A bigger deal than 2017
The total time in the United States will be up to 4 minutes and 24 seconds in Eagle Pass, Texas, starting at 1:27 p.m. CDT. By comparison, the eclipse reaches totality about an hour later, at 3:29 p.m. EDT in Jackman, Maine, and lasts approximately 3 minutes and 26 seconds.
Totality will last twice as long as 2017's coast-to-coast solar eclipse, and the number of people in the path of totality — about 32 million people — is far greater.
Eclipse opens the science window
Another thing that makes the 2024 solar eclipse significantly different from the 2017 event is that it occurs as the sun is at its peak activity cycle, called solar maximum. In 2017, the sun was approaching minimum. This year's eclipse opens a unique window for scientists to study the sun's corona.
“The eclipse coming in 2024 is going to be a very different eclipse than we saw in 2017 because that corona we're seeing is going to have a much larger structure,” Lisa Upton, a solar energy scientist at the Southwest Research Institute. in Boulder, Colorado, he told Scientific American.

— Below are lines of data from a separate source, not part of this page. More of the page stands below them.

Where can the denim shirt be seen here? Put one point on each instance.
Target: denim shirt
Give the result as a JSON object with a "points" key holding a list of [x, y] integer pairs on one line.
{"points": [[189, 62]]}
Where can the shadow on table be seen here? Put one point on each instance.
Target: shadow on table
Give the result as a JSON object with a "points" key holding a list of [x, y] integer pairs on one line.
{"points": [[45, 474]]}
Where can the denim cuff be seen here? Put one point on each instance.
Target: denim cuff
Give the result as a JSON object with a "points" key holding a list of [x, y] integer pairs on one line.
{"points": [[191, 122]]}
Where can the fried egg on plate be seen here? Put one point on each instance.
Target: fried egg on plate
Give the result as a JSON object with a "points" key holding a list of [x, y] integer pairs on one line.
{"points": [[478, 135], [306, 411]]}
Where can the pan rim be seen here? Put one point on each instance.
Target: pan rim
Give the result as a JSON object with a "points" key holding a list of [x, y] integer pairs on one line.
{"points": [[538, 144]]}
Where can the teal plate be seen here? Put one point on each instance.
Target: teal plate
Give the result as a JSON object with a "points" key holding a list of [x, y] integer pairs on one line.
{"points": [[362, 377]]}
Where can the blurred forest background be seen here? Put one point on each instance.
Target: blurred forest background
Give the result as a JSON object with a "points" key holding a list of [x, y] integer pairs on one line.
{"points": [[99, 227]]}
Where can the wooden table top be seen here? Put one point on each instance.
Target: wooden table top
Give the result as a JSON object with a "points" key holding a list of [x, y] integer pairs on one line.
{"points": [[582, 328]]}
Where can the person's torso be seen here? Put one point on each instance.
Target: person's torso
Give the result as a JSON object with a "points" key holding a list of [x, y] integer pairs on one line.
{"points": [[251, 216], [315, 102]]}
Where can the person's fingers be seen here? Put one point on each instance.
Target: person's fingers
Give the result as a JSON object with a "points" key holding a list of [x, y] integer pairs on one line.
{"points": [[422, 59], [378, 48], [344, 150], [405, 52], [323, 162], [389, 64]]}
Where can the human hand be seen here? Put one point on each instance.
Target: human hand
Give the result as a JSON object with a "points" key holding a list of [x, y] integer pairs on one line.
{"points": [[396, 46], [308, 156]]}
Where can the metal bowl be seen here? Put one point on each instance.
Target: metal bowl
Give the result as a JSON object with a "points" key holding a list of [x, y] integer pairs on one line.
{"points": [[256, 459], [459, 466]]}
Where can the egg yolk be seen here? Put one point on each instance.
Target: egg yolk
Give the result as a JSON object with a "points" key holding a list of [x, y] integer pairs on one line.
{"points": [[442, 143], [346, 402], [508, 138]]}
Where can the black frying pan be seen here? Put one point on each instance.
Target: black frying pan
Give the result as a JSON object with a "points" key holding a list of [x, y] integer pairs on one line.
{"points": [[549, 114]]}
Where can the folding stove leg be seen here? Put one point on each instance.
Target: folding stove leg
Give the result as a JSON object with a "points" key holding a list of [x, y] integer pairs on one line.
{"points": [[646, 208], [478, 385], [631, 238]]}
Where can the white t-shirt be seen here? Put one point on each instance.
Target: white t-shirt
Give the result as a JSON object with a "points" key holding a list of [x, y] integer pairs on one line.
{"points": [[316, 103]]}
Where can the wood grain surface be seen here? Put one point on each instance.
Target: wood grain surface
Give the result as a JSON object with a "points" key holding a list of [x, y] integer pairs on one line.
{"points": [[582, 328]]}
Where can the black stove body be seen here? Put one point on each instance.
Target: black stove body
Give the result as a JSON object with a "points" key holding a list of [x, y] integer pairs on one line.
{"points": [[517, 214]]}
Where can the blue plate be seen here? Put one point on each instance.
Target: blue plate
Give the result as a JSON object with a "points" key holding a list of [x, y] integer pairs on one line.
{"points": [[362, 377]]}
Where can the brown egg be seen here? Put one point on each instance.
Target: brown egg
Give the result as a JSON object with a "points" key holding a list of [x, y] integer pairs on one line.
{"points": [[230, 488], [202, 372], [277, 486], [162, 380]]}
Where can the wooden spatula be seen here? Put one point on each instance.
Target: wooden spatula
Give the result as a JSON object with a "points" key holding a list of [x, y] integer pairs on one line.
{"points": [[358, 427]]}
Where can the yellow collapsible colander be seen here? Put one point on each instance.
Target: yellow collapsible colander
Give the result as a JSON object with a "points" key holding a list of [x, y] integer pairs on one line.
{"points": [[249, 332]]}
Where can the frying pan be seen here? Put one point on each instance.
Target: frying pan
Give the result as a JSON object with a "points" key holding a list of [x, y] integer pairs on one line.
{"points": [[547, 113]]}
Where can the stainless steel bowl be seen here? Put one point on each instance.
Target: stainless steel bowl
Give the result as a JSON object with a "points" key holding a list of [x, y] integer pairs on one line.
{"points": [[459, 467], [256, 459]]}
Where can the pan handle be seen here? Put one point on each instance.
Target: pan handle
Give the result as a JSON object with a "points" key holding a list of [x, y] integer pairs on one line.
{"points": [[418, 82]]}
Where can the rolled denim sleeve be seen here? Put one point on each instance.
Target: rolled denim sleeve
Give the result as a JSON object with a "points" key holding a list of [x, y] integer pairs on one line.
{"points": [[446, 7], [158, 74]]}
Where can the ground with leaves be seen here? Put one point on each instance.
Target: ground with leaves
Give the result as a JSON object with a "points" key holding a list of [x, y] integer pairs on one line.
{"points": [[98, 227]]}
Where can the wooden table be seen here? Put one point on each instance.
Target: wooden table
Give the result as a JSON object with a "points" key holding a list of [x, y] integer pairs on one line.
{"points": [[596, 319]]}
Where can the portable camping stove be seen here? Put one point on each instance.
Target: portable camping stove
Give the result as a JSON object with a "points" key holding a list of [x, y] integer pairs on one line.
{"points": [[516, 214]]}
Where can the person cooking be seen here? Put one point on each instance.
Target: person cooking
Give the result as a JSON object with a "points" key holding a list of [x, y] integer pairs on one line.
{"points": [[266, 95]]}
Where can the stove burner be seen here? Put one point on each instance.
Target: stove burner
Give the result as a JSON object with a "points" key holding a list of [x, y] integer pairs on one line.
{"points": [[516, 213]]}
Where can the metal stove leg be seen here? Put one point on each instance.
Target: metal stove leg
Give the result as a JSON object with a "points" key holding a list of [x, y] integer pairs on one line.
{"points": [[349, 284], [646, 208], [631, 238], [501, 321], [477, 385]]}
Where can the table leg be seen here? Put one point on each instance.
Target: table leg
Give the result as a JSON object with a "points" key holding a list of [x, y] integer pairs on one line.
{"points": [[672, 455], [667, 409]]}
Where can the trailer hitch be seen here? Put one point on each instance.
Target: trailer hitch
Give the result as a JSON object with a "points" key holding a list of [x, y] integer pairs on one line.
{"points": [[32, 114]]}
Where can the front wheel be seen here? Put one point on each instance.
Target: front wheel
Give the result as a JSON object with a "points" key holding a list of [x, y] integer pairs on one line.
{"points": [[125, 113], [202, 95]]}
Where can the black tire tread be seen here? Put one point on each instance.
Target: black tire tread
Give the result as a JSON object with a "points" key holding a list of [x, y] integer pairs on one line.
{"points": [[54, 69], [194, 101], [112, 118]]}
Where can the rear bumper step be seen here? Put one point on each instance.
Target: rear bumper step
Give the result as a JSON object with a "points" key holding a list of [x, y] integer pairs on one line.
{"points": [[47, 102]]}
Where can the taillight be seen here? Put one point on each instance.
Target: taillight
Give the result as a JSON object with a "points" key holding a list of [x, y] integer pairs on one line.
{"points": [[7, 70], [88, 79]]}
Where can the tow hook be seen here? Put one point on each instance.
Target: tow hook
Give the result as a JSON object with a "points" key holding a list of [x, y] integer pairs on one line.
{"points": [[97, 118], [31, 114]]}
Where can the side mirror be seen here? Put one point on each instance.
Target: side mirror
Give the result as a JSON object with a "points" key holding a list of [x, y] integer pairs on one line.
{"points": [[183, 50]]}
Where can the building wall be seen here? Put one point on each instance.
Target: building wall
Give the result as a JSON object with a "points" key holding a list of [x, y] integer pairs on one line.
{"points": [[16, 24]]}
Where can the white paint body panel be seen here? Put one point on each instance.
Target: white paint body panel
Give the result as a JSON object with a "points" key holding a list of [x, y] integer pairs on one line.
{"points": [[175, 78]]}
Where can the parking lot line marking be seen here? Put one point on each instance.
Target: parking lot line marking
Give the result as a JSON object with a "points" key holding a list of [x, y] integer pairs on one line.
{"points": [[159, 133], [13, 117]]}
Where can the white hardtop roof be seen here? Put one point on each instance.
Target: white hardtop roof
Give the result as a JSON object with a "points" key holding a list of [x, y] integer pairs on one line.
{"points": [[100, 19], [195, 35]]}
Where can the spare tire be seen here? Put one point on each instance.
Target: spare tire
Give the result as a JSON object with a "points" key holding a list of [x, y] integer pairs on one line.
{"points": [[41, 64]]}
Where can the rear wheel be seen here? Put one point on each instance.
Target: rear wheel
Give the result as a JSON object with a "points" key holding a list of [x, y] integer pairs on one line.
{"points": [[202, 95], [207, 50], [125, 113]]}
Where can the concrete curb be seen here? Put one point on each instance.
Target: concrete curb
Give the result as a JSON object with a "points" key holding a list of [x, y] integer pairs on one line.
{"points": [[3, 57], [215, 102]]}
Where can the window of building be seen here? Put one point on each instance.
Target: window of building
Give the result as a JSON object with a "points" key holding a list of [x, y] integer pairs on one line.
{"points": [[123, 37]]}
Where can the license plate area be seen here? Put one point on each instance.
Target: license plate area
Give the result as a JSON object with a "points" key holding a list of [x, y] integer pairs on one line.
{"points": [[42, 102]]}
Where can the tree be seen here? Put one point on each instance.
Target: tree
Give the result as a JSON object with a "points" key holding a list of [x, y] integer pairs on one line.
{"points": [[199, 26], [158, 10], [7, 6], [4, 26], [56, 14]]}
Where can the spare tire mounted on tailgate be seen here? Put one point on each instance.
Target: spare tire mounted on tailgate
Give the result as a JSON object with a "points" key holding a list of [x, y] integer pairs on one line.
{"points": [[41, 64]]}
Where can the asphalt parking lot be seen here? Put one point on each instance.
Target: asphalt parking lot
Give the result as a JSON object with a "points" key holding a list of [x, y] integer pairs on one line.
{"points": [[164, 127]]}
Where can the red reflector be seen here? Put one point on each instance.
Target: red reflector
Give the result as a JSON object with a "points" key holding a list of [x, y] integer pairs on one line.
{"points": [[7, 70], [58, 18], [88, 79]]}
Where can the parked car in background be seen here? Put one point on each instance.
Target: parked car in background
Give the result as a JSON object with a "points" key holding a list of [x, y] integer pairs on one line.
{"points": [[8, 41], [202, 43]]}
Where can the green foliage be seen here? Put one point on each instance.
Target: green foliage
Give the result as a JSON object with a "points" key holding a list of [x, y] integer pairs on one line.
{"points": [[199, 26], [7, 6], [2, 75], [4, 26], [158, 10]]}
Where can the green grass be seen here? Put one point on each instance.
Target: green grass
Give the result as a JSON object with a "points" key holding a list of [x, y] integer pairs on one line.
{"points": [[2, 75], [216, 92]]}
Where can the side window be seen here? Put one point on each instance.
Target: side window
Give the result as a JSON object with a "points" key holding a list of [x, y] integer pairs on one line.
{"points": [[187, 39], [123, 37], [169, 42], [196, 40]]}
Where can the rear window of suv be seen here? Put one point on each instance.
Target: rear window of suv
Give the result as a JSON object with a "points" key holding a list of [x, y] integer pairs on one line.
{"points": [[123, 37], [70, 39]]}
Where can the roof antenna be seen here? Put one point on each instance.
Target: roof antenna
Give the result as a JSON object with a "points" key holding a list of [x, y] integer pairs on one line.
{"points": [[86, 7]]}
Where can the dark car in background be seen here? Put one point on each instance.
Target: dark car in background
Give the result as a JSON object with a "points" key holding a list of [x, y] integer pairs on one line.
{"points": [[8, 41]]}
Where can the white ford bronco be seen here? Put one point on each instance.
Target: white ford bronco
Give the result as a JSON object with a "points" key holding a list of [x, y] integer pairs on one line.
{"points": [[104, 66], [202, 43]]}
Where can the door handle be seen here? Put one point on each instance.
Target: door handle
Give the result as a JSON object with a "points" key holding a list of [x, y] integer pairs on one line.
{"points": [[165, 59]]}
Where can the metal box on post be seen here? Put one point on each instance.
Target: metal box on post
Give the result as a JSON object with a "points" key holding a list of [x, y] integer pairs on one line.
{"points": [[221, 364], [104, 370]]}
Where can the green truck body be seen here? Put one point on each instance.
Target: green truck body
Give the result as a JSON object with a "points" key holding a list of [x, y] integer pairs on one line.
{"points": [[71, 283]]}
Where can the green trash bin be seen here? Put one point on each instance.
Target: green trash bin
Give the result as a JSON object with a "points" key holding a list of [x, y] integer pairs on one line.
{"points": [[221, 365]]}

The violent solar storms happening right now are responsible for the auroras dancing far beyond the Arctic and Antarctic regions, but they also have the potential to knock out Internet satellites for months, bring down power grids and jam satellites navigation. Right now, these events happen with little warning, but scientists are working on their ability to predict space weather.